Çocuğunuzun Geçirebileceği 5 Öfke Nöbeti Türü
Bu konuda uzman olan kişilere göre öfke nöbeti, 1 ila 5 yaşındaki çocuklarda görülen duygusal patlamalara verilen isimdir. Bunlar aniden gerçekleşen, kontrol edilemeyen ve genellikle çok açık bir sebebi olmayan öfke ve ağlama nöbetleridir.
Çocuklarda öfke nöbeti türleri
Çocuklar ağladığında, var güçleriyle etrafa tekme atıp bağırmaya başladığında ve kendilerini yere fırlattığında genellikle mantıklı şeyleri dinlemezler. Birçok ebeveyn bu tip öfke nöbetlerinden korkar, bu yüzden bu öfke nöbetlerinin türleri hakkında bilgi sahibi olmak, nasıl ortaya çıktıklarını anlamak ve hangi durumda nasıl tepki verileceğini bilmek çok önemlidir.

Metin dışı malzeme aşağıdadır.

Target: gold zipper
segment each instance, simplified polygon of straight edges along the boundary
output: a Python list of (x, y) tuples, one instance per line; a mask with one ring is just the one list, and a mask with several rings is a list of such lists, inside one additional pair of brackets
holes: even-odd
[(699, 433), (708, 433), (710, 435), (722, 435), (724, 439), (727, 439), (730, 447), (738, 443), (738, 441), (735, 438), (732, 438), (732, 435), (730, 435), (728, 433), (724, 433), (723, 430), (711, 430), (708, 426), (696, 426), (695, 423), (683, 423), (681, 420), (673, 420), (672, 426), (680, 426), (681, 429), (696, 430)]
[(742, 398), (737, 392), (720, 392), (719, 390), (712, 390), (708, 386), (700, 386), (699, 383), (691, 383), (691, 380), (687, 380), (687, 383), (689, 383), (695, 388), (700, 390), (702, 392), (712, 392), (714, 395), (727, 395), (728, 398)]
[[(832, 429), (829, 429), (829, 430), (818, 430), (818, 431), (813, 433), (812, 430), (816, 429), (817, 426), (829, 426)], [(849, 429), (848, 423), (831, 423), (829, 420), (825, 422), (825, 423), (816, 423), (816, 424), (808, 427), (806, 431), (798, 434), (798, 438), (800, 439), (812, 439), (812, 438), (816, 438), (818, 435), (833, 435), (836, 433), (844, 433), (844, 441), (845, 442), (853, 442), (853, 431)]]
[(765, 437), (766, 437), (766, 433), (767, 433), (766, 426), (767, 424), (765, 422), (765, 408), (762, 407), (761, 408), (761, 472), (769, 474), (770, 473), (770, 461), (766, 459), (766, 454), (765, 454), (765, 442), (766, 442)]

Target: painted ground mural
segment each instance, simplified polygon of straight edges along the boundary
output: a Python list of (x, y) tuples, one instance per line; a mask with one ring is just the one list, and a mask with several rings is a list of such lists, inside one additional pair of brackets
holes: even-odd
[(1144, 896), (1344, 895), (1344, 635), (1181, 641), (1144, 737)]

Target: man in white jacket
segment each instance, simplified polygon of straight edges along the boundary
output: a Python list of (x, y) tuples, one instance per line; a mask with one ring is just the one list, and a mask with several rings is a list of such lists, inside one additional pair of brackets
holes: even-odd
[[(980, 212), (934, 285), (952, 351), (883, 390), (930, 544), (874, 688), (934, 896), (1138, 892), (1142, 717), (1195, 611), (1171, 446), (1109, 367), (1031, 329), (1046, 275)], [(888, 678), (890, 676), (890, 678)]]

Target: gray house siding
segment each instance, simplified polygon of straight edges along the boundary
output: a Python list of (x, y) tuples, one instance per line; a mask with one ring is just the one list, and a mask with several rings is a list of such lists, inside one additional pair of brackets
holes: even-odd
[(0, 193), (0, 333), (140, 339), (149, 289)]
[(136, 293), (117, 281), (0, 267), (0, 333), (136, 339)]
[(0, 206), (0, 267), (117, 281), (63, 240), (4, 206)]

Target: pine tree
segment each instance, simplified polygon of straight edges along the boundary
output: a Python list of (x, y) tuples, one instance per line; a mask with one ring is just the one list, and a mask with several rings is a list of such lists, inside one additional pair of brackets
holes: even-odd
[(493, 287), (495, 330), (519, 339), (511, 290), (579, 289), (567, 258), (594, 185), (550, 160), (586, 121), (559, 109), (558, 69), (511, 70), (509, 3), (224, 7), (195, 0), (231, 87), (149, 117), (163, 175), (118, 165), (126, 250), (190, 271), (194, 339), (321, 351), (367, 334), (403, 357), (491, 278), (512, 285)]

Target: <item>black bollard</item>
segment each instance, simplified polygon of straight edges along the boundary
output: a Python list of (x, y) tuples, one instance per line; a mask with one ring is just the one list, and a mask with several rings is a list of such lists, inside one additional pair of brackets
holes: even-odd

1. Dikkat çekmek ya da bir şey istemek için geçirilen öfke nöbetleri
Bu tür öfke nöbetleri, ebeveynlerini kontrol etmek isteyen çocuklarda sıkça görülür. Bu çocuklar, genellikle kardeşlerini kıskandıkları için ya da sadece daha çok el üstünde tutulmak için daha fazla ilgi görmek isterler.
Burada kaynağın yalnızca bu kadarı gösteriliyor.